Cafouillage diplomatique en Afrique du Sud

Cinq pays, les Etats-Unis, la Grande-Bretagne, l’Allemagne, les Pays-Bas et la Suisse ont envoyé une lettre au Président Ramaphosa pour lui demander d’activer sa campagne contre la corruption et mettre les coupables en prison, s’il voulait obtenir des investissements pour la relance de l’économie de son pays.

Cette lettre envoyée en juin 2018, mais rendue publique dans la dernière publication du  Sunday Times a fait l’effet d’une douche froide au Ministère des Affaires étrangères. La Ministre, Lindiwe Sisulu, a exprimé son mécontentement en convoquant les cinq ambassadeurs des pays concernés. La routine diplomatique aurait voulu que son ministère soit le premier interlocuteur des missions diplomatiques en poste en Afrique du Sud.

Depuis son arrivée à la présidence, Cyril Ramaphosa a entrepris un grand nettoyage pour écarter de leurs postes les élus, directeurs des entreprises publiques, y compris la police, et les ministres les plus éclaboussés par leurs liens avec la famille Gupta, accusée d’avoir mis la main sur les ressources de l’Etat (State capture) a grand renfort de pots de vin et cadeaux de luxe. Las ! Un scandale en chasse un autre et le Guptagate a cédé la place au Bosasagate, du nom de cette compagnie de sécurité Bosasa, qui a obtenu un grand nombre de contrats publics avec des enveloppes bien garnies, glissées dans un sac Vuitton pour les dames ou accompagnées d’un stylo MontBlanc pour les messieurs.

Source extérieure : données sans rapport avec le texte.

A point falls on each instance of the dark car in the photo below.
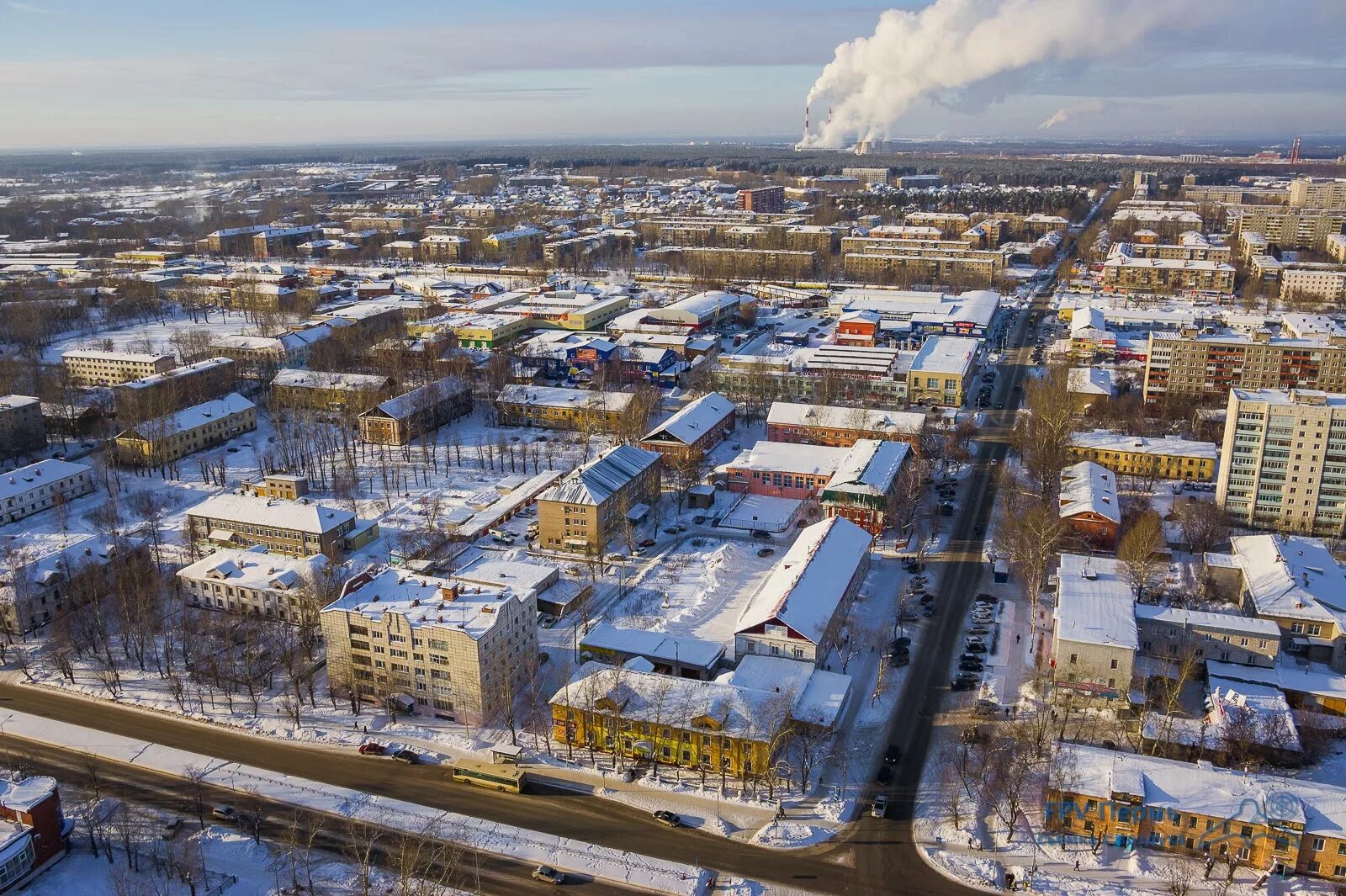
(665, 817)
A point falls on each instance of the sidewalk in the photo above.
(529, 846)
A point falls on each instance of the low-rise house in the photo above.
(416, 413)
(866, 480)
(572, 409)
(253, 581)
(1168, 458)
(695, 429)
(586, 509)
(798, 608)
(840, 427)
(295, 528)
(327, 392)
(40, 486)
(431, 646)
(1089, 503)
(167, 439)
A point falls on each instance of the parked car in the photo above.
(548, 875)
(665, 817)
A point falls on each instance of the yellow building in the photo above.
(1168, 458)
(175, 436)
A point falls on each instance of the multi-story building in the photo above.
(1209, 365)
(1285, 460)
(253, 581)
(769, 199)
(585, 510)
(295, 528)
(556, 408)
(840, 427)
(87, 368)
(327, 392)
(22, 427)
(40, 584)
(174, 436)
(865, 483)
(416, 413)
(1198, 810)
(798, 610)
(172, 390)
(40, 486)
(431, 646)
(1168, 458)
(940, 372)
(695, 429)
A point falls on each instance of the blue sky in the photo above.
(82, 74)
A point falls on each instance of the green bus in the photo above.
(502, 778)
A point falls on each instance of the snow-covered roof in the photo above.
(271, 512)
(24, 480)
(879, 422)
(693, 420)
(1094, 602)
(657, 644)
(1088, 487)
(1168, 446)
(603, 476)
(807, 587)
(255, 568)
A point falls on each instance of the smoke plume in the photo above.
(956, 47)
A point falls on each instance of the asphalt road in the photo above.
(875, 856)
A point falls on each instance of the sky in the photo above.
(80, 74)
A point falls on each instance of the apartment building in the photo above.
(1285, 460)
(1166, 458)
(585, 510)
(572, 409)
(840, 427)
(1209, 365)
(431, 646)
(798, 610)
(299, 529)
(699, 427)
(22, 428)
(87, 368)
(40, 486)
(1200, 810)
(769, 199)
(421, 411)
(940, 372)
(174, 436)
(174, 389)
(327, 392)
(253, 581)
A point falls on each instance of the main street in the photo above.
(872, 857)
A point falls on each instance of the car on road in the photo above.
(665, 817)
(548, 875)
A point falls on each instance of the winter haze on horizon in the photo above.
(85, 74)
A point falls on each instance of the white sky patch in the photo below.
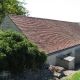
(66, 10)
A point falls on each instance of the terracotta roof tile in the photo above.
(50, 35)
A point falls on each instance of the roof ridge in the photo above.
(40, 18)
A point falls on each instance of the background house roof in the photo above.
(50, 35)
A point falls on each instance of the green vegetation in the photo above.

La Commission Zondo, du nom du juge qui en a la charge, accumule les preuves de corruption à tous les niveaux, y compris au sein de la direction de l’ANC. La nouvelle procureur générale, Shamila Batohi, pourrait accélérer le cours de la justice en procédant à des inculpations. Cette juriste chevronnée a commencé sa carrière auprès du juge  Richard Goldstone qui enquêtait sur les massacres au Kwazulu Natal dans les années 1990, et elle vient de quitter son poste à la Cour internationale de la Haye. Un parcours sans faute qui lui donnera autorité pour trancher dans le nœud de vipères qu’était devenu le parquet (NPA) sous ses prédécesseurs.

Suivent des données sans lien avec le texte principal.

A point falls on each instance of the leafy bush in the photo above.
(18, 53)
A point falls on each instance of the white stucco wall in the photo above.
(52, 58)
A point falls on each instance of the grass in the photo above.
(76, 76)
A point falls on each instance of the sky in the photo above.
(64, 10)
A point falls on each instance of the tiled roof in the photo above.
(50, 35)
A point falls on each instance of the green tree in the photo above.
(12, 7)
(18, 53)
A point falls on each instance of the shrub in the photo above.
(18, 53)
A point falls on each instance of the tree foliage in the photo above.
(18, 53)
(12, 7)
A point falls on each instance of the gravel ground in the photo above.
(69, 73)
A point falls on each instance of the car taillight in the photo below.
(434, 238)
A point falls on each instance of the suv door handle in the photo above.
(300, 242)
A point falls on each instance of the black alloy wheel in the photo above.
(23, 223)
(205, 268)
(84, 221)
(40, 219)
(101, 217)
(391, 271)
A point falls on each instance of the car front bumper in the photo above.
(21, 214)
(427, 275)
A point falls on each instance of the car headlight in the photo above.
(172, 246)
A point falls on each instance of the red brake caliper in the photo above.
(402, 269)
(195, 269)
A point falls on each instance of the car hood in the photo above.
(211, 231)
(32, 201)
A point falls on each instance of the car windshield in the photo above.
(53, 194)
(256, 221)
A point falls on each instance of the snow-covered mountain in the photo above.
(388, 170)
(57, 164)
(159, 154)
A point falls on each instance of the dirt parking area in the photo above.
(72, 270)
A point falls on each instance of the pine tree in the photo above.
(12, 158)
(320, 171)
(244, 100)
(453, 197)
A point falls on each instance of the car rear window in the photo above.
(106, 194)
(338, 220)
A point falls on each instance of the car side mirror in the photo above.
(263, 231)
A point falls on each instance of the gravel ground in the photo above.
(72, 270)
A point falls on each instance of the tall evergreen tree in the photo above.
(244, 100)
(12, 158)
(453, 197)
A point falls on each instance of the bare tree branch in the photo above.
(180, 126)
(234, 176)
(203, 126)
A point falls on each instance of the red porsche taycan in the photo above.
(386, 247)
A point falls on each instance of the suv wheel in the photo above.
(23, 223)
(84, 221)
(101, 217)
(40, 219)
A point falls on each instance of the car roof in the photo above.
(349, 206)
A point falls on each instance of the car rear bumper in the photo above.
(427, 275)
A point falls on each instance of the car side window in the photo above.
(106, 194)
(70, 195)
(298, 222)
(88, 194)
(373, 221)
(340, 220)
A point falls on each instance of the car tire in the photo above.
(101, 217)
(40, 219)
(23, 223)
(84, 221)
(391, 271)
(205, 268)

 Les cinq pays qui s’inquiètent de la corruption qui ravage l’Afrique du Sud représentent 75% des investissements étrangers et on comprend bien qu’ils veuillent des garanties. Mais leur intrusion dans ce qui est une affaire interne à l’Afrique du Sud a provoqué une réaction rapide des autorités qui dénoncent « l’interférence des puissances occidentales, et anciennes puissances colonisatrices », ce qui n’est pas exact pour la Suisse, mais les banques suisses ne sont pas vierges de tout reproche ayant largement contribué financièrement au maintien du régime d’apartheid.

Au delà de l’incident diplomatique, ou plutôt du cafouillage car il ne s’agissait pas en fait d’une lettre, mais d’un mémorandum avec quelques conseils d’amis qui s’intéressent à nouveau à l’Afrique du Sud depuis l’arrivée de Cyril Ramaphosa  à la tête du pays et sa très probable élection à la tête du pays à l’issue du scrutin du mois de mai 2019. Finalement la tension est retombée quand tout le monde a reconnu que tout cela était tout simplement « un malentendu ».

 L’Afrique du Sud a un besoin urgent d’investissement pour relancer une économie en berne et elle est à la recherche de 100 milliards de dollars d’investissement pour les cinq années à venir. Cyril Ramaphosa ne ménage pas sa peine pour séduire les investisseurs potentiels. La Chine et l’Inde, qui sont des partenaires des BRICS, ont déjà fait des promesses d’investissements, tout comme l’Arabie saoudite ou les Emirats unis. Une concurrence directe avec les pays occidentaux.

Toute cette cacophonie à quelques jours du discours sur la Nation (State of the Nation, en abrégé Sona) qui marquera l’ouverture de la campagne électorale n’est pas sans poser de questions sur l’unité du parti au pouvoir. La récente déclaration du président qualifiant de « neuf années perdues » la présidence de Jacob Zuma, n’a pas fait que des heureux dans les rangs de l’ANC.